The second day started off very much like the first, with a driver meeting followed by another set of clues. But upon leaving Estes Park, I quickly learned two things: Colorado has some of the most beautiful landscapes I’ve ever seen, and you may have to take a wrong turn to find them.
The route took us straight through Rocky Mountain National Park. Climbing higher and higher into the mountains, sitting tall in the seat of an RV with nothing but peaks and sky around me, it felt like driving along the rim of the world. Up there, the mountain sun seemed to give everything a thin, metallic coating of glory.
Coming down through the park, after passing small, wooded towns with names like Granby and Parshall, I made a wrong turn. At a fork where I should have gone left, I went right and ended up in the midst of the Medicine Bow-Routee National Forest. Luckily, with one bar of spotty service, I was able to figure out where the next hotel was and chart a route. Unluckily, that route took me through a narrow, backcountry dirt road.

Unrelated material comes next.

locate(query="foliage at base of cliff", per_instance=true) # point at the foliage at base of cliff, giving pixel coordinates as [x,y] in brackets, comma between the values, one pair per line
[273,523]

And not your typical soft gravel dirt road—this 11-mile stretch was so pocked with crater-sized holes and half-exposed boulders that even an ATV would’ve thought twice. But the sun was nearly setting and this was the most direct route to the hotel, so I went for it.
Those 11 miles dragged on for what seemed like days. Despite feeling every tiny dip and rock under the tires, the RV rolled on with a steady, even determination. When I was about three miles away from the end (and three minutes away from losing my sanity), the road opened up and rewarded me for my troubles. Covering the mountainside, for miles and miles, was nothing but golden-colored trees. The site was multitudinous, with an infinity of shades—saffron, amber, burgundy, ash, graphite. It stunned and silenced me, the kind of views that made you want to weep. In that moment, getting lost had absolutely been worth it.